= Kevin Dukes =

American guitarist

Kevin Dukes is an American guitarist.

A native of Natchez, Mississippi, Dukes attended The University of Southern Mississippi as a Music Theory and Composition major prior to moving to Los Angeles, California in the late 1970s. He has toured and performed with Jackson Browne, Billy Joel, Don Henley, Boz Scaggs, Shania Twain, Marc Cohn, John Fogerty and Peter Cetera.

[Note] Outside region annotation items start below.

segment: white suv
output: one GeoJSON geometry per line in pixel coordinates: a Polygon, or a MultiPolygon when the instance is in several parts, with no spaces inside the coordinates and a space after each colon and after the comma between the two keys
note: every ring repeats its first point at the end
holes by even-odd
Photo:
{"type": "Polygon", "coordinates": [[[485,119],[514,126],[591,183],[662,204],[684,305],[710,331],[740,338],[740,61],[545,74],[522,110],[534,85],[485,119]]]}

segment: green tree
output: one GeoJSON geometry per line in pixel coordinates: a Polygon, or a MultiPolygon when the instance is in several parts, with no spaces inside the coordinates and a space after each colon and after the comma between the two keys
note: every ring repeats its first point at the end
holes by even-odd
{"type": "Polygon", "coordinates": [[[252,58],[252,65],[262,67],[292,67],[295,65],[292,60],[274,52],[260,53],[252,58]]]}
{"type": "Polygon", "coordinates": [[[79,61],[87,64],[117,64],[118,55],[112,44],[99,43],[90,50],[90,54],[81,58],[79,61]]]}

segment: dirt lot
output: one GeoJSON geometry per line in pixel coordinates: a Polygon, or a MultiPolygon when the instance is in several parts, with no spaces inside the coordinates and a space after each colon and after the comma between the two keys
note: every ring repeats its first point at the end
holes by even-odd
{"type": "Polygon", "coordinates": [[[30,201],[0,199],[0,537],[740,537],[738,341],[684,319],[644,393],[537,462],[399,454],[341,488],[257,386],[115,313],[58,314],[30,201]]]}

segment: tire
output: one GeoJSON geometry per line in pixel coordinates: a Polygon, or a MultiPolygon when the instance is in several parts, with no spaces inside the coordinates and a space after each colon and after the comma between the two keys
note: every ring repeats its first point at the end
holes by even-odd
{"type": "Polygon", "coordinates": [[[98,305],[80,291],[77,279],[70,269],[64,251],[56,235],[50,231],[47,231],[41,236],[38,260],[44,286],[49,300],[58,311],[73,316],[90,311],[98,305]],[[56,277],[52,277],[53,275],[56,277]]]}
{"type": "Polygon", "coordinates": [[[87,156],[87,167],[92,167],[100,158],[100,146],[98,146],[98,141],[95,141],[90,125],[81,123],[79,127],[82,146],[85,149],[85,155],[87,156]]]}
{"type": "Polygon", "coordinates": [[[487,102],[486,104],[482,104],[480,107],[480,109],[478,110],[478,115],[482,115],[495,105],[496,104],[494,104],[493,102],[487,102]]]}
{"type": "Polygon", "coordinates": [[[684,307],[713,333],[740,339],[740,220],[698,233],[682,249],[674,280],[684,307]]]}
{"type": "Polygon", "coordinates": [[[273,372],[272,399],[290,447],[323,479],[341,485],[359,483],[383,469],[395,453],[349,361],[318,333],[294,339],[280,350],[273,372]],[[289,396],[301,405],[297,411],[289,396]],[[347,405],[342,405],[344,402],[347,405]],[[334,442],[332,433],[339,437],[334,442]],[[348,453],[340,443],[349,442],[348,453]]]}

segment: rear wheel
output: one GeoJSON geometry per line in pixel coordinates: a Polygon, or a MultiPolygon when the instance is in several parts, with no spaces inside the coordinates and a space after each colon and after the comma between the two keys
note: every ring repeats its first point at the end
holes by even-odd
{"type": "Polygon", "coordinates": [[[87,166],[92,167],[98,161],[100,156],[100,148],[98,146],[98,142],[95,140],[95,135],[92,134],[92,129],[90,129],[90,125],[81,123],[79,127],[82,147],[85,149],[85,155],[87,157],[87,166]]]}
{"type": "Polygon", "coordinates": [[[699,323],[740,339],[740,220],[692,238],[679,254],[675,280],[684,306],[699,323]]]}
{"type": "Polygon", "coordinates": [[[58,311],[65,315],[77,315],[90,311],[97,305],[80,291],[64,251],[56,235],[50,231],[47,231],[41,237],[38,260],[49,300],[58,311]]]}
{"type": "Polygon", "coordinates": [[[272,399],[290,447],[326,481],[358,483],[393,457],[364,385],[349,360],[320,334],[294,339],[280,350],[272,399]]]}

As a studio musician, Dukes has made contributions to recordings by Kelly Clarkson, Pink, Lily Allen, Dolly Parton, Don Henley, Joe Walsh, Jackson Browne, Billy Joel, Tom Petty, Juice Newton, Sara Evans, Michael Bolton and Chicago. He has appeared on numerous film and television soundtracks including Pretty In Pink, Days of Thunder, Staying Alive, Michael, Stargate, The Muppets, The Simpsons and Star Trek. Songwriting credits include recordings by Johnny Hallyday, John Farnham, Chicago, Meredith Brooks, and Don Moen for music publishers Arista, RCA, BMG and Sony Universal.

In addition to his work as a performing and recording musician Dukes has worked with musical instrument manufacturers Seymour Duncan, Yamaha, James Tyler Guitars, Roland and Line 6 on various lines of guitars, amplifiers, effects pedals, digital modeling devices and guitar sampling libraries.
He currently writes, produces, and records music from his personal recording facility.